Für den Fall, dass eine Person, die von der Ökumenischen Hospizhilfe begleitet wird oder begleitet werden möchte, den Wunsch nach assistiertem Suizid äußert, sehen die Leitlinien ein „respektvolles, unvoreingenommenes und ergebnisoffenes Gespräch“ mit dem Betroffenen und gegebenenfalls den Angehörigen vor. Dabei werde auch über alternative medizinische Angebote wie zum Beispiel ein stationäres Hospiz oder eine Palliativversorgung sowie über Möglichkeiten zur Verbesserung der Lebensqualität informiert. Weiter heißt es wörtlich in den Leitlinien: „Der Wunsch nach assistiertem Suizid beendet nicht per se die weitere Begleitung des Betroffenen sowie der Angehörigen.
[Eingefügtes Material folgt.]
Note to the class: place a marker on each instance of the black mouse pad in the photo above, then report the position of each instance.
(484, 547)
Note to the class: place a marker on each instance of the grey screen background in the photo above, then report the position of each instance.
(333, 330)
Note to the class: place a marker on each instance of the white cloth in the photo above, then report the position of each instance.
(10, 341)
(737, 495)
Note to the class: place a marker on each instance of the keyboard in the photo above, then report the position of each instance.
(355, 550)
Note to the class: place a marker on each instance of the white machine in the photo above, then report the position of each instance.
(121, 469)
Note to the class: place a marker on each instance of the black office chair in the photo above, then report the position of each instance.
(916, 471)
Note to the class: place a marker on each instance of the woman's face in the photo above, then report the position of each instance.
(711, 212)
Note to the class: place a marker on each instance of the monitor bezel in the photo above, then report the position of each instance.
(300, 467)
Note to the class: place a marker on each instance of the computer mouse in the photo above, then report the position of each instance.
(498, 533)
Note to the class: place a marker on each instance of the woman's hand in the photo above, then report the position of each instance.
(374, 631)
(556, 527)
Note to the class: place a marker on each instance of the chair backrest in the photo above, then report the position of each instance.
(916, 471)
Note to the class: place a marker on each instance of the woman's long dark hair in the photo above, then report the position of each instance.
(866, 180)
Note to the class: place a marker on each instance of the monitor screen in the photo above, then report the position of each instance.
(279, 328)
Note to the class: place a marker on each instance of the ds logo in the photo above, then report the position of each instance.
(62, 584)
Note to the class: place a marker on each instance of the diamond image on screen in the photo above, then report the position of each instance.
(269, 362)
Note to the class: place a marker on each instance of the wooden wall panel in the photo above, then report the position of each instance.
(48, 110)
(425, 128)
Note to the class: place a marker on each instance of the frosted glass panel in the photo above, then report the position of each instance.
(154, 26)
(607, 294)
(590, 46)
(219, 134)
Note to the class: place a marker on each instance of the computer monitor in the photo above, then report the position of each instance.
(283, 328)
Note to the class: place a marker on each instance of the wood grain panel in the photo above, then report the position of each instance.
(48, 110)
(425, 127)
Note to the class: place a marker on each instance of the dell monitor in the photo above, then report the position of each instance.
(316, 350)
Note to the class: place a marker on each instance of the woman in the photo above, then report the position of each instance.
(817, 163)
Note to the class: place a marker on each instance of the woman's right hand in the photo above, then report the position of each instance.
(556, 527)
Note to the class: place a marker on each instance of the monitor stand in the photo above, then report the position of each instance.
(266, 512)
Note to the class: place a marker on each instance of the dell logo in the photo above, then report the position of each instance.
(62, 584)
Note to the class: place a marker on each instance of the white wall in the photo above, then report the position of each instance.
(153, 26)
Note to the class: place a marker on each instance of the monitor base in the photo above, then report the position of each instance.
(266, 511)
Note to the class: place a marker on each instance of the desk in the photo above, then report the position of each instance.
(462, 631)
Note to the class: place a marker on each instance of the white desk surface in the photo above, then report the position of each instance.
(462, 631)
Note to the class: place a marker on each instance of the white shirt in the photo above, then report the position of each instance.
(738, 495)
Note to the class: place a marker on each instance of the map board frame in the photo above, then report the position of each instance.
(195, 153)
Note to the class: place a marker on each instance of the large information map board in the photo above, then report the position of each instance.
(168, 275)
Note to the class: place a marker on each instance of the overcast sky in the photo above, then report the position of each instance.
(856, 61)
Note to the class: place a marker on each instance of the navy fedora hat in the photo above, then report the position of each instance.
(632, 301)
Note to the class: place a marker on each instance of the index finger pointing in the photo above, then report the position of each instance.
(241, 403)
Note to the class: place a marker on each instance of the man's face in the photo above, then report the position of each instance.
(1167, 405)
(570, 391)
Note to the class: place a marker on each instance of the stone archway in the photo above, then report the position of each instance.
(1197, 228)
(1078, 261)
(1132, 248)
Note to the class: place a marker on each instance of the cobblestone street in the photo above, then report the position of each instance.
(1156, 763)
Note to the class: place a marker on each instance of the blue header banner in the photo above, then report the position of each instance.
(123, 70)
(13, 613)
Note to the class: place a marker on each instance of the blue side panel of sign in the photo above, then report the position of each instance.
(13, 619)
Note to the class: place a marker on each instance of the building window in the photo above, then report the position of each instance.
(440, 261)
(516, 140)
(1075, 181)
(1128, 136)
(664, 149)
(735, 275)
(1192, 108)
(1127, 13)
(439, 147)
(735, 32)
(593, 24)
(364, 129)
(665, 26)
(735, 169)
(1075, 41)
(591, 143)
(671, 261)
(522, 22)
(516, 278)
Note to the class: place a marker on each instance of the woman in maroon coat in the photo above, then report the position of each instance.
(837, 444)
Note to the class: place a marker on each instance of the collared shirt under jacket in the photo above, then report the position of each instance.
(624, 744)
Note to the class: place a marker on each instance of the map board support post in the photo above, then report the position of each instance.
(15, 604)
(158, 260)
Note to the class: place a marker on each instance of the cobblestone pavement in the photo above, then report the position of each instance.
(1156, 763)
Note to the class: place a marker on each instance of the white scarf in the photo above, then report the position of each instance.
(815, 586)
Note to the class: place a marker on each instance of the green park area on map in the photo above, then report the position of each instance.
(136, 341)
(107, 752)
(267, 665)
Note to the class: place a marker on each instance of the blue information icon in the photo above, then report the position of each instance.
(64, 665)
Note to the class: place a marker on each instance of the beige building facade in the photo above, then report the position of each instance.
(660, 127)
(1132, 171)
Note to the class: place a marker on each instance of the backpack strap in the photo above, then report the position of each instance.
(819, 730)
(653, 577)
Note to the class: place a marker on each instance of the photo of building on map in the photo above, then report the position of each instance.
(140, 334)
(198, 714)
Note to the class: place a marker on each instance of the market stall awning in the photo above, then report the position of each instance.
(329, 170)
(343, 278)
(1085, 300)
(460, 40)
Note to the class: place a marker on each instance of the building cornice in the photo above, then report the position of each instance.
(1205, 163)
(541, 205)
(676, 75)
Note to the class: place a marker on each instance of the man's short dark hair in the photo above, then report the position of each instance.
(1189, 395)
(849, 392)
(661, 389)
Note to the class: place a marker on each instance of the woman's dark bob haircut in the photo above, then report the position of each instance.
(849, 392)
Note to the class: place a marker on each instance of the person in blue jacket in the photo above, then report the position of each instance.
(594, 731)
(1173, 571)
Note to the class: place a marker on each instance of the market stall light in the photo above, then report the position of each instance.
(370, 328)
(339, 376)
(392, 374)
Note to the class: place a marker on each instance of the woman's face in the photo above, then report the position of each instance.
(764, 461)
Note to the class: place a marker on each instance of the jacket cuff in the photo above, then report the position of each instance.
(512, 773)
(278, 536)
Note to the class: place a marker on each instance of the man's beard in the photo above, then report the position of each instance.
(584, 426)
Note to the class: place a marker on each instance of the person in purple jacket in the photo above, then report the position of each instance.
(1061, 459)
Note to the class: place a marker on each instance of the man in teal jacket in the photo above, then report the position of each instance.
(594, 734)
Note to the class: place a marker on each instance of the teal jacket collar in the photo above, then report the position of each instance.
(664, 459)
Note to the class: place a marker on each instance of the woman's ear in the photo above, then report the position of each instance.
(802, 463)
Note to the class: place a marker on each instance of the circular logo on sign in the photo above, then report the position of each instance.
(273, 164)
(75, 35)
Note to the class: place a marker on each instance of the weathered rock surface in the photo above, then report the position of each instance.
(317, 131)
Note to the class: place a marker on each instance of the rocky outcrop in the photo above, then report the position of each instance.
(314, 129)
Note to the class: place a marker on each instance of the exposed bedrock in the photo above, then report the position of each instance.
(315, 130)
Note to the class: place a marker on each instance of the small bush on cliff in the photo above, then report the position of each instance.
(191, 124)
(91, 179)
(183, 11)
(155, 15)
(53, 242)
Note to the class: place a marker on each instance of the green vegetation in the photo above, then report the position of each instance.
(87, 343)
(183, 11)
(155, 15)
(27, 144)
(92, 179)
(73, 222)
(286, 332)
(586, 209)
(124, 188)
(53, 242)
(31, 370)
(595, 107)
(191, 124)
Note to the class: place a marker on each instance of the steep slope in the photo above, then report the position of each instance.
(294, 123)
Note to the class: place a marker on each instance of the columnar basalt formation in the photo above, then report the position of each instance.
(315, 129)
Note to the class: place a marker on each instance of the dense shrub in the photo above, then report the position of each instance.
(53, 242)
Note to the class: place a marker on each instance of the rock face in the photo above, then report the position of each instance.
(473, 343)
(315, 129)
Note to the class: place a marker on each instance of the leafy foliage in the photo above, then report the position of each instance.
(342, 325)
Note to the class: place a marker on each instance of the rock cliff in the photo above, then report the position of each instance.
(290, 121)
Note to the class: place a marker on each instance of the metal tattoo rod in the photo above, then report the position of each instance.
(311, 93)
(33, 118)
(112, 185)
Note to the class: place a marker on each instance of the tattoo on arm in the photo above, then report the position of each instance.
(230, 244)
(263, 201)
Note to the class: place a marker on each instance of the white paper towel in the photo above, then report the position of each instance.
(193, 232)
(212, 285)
Ehrenamtlichen unseres Vereins ist es möglich, Menschen die durch Suizid aus dem Leben scheiden möchten, psychosozial zu begleiten.“ Allerdings lehne man eine aktive Rolle dabei ab, machte Vorsitzender Prof. Dr. Ulrich Abshagen noch einmal deutlich.

Dass die heutige Palliativmedizin mehr kann, als Schmerzen lindern, betont Prof. Dr. Hubert Bardenheuer, ehemaliger Chefarzt der Universitären Palliativstation am Krankenhaus St. Vincentius in Heidelberg. Er fügt hinzu, dass Hospizbetreuung nicht zwingend den Gegensatz zur Suizidhilfe bilden muss. „Auch wir versuchen, durch lindernde Maßnahmen die Selbstbestimmung des Patienten zu erhalten. Zudem wird beim Wunsch eines Schwerstkranken nach einem assistierten Suizid keinesfalls die Hospizhilfe eingestellt. Vielmehr betreuen die ehrenamtlichen Begleiter die Menschen, die ihr Leben beenden möchten, weiterhin psychosozial und stehen auch den Angehörigen zur Seite. „Wir haben übrigens die Erfahrung gemacht“, wirft Bardenheuer ein, „dass Menschen, die den Tod herbeisehnen, im Laufe einer Palliativbehandlung, die ihnen medikamentös Schmerzen und Ängste nimmt, oftmals gar nicht mehr sterben möchten.“

Hinweis: Der Beitrag wurde am 9. Februar um weitere Ausführungen der Ökumenischen Hospizhilfe ergänzt.